As I have mentioned before, I have a great deal of time for Alex Massie - of all political commentators about at the moment, perhaps only Matthew Parris more regularly articulates precisely what I think about a subject. Even so, I'm not sure he's quite right about the implications of Phillip Hammond's appointment as Defence Secretary:

How important is the Ministry of Defence? Not, according to Fraser, important enough to this government to appoint a Secretary of State who has any great interest in Defence issues. This is fairly remarkable. You might have thought - and the MoD's particular problems might have persuaded you - that defence would be an issue demanding a specialist but that reckons without the managerial habits of modern politics.
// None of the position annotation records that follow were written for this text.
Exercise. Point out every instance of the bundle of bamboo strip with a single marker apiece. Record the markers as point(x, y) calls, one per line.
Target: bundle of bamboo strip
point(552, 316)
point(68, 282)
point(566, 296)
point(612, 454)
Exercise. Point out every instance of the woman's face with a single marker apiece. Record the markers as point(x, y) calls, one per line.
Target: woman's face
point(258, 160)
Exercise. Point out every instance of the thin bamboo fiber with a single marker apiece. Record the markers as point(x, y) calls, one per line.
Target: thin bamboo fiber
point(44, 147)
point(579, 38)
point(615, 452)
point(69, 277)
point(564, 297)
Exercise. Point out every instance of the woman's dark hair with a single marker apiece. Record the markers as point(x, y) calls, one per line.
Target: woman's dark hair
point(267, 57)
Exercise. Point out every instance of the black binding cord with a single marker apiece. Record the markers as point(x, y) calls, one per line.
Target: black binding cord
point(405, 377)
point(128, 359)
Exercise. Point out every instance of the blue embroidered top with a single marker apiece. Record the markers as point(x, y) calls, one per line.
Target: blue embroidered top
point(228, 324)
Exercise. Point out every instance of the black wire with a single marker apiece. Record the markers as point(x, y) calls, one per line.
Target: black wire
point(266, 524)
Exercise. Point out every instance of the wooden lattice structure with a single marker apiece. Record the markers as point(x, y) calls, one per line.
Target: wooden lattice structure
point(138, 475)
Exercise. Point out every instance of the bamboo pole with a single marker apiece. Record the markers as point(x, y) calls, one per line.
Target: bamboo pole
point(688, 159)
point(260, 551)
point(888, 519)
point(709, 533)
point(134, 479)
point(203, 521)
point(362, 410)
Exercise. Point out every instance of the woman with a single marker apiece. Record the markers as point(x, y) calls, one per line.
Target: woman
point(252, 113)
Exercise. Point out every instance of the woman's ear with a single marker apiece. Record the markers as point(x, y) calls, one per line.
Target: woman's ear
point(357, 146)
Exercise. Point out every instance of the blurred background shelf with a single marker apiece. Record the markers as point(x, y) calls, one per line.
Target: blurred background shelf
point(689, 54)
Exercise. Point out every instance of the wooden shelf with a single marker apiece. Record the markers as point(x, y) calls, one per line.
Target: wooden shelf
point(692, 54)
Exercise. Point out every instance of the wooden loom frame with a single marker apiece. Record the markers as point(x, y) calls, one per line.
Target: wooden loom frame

Much as I would love to see the mighty Nicholas Soames (late of the 11th Hussars) returned to the Defence Office I'm not sure that military experience is a pre-requisite for the role. Obviously, post-war British politics was awash with military experience. Conscription and a World War will do that. But prior to that, arguably the two most influential Secretaries of State for War (none of that namby-pamby 'Defence' in those days) were entirely without military experience or even apparent interest in the military.

Edward Cardwell is probably forgotten now, but it was his Army Reforms that formed the foundation stone of the modern British Army, doing away with the purchasing of commissions and establishing a modern system of recruitment (incidentally, ignore the FOAK's claim that Cardwell was 'a former soldier' - he was a relentlessly civilian barrister and career politician).

Equally far-reaching changes were instituted at the beginning of the 20th century by Liberal politician, philosopher and lawyer Richard Haldane. An Expeditionary Force was established, the Territorial Army was founded, a separate General Staff was created for the first time and the entire system of training and tactics was overhauled.

Neither of these men had a military background. Would Alex suggest that the Duke of Cambridge - far more experienced and interested in the military than Cardwell - would have been a better Secretary of State than Cardwell, or that Field Marshall Kitchener was better than Haldane?

After all, Peter Tapsell was in the army - should we dust him off and give him the gig?